Напоследок – о магии имени. В 2016 году, на открытии памятника поэтам-шестидесятникам в Твери, мне довелось переговорить с Евгением Евтушенко. И потом, когда мы обходили галерею аляповатой рельефной объемной эмали Зураба Церетели, развешанной по стенам второго этажа Дома поэзии, Евгений Александрович спросил меня:
     – Нравится?

         Я пожал плечами:

– Для тбилисского кабака или ресторана сгодится, наверное. Слишком избыточны краски. Прям кричат краски. Если бы не имя автора…

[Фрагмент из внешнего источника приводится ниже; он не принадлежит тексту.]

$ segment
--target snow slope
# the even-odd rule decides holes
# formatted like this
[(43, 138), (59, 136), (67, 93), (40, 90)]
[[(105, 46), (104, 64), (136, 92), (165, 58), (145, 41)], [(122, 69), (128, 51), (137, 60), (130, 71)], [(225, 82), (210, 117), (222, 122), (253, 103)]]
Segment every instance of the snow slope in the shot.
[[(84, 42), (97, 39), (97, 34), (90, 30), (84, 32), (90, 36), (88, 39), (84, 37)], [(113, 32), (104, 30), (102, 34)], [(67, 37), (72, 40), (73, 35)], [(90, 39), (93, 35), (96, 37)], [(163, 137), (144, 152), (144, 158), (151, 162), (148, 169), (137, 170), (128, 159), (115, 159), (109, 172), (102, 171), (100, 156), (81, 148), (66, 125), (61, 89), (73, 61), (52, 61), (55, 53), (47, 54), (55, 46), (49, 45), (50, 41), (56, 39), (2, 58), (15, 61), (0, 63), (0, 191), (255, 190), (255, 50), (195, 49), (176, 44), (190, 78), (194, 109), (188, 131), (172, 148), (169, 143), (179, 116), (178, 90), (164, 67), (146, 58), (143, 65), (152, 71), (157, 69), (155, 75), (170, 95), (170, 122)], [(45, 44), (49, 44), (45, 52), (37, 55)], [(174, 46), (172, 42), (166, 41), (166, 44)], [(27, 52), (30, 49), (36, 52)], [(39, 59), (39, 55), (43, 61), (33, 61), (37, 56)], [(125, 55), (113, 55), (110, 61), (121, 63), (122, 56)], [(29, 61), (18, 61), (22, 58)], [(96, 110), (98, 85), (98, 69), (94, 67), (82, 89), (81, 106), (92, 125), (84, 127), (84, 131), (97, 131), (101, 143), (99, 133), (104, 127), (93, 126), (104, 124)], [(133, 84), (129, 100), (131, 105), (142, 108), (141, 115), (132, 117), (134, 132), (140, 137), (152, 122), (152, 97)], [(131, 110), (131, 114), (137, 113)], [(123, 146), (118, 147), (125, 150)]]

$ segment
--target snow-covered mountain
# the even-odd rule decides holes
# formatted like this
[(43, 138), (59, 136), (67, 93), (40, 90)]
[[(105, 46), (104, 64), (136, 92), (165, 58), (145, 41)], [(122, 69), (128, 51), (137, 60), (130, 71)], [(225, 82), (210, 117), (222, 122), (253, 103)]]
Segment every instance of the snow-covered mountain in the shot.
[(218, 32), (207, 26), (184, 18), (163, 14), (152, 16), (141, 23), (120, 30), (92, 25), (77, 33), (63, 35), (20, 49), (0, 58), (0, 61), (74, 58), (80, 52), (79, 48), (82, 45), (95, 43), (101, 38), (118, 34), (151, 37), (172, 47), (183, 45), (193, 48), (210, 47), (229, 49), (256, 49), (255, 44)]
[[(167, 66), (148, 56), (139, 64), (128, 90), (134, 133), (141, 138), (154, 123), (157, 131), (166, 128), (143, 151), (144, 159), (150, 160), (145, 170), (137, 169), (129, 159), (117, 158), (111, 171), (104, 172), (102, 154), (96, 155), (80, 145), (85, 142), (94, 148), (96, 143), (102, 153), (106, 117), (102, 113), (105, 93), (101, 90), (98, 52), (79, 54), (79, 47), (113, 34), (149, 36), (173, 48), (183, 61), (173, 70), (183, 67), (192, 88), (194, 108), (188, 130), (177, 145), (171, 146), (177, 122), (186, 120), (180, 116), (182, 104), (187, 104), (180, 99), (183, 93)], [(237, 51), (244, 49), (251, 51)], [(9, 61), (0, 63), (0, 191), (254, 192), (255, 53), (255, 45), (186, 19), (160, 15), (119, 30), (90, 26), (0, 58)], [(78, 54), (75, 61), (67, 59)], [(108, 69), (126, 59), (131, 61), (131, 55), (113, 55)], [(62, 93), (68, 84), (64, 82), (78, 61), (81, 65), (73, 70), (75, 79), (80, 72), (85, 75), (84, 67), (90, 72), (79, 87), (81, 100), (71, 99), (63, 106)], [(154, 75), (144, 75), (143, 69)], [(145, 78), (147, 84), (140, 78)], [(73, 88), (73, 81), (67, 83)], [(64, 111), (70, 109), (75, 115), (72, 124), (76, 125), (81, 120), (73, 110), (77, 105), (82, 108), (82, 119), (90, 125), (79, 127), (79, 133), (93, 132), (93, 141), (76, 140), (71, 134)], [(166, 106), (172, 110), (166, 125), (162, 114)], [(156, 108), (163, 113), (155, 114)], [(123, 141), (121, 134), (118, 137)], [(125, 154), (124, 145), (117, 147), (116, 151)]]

Евтушенко усмехнулся, сунул мне свою трость, достал из толстенного тома «Весь Евтушенко» сложенные пополам три листка формата A4 с рисунками, протянул мне.
 
Тонкий черный фломастер; на первой картинке – абрисные очертания зимней деревенской улицы в три домика, на другой – мужичок в тулупе, правит лошадью, запряженной в сани, вид со спины, только голова лошади видна, будто оглядывается, глазом косит. На третьем – контур зимнего леса, баба с коромыслом, тоже со спины.
 
  – Что скажешь? – искоса поглядывает на меня.

– Похоже, примитивная или нарочитая стилизация под девятнадцатый век, скорее, наброски к иллюстрациям.

  – Это Пушкин. – лицо Евтушенко непроницаемо. – Я неделю назад из Перу вернулся, в Лиме купил. Экспертиза уже подтвердила: Пушкин.
 

     У меня, что называется, отвисла челюсть. Вгляделся в рисунок, другой, третий. И увидел едва заметный контур оригинала, распечатанный на ксероксе, гораздо меньший, чем формат A4.
 

     - Что, цветного принтера не было? – спрашиваю.


     Евтушенко улыбнулся.
 
     – Ну да, это не ореховые чернила. Но перо гусиное. – Забрал рисунки, так же небрежно сунул под обложку книги.
 
     – И где это будет выставлено?

     – Месяца на три у себя в Переделкине размещу, в галерее. А улетать буду – в музей Пушкина передам, там им место.
 
     Вряд ли это была евтушенковская мистификация. Ну не одному же мне он эти рисунки показывал… Хотя с Евгения Александровича станется…

     Вот вам и магия имени гения. Кажущийся примитив для любого верхогляда становится артефактом для истинного ценителя.


                2023 г.

                Журнал «Тверское Пушкиноволжье» №6, 2023 г., стр. 142.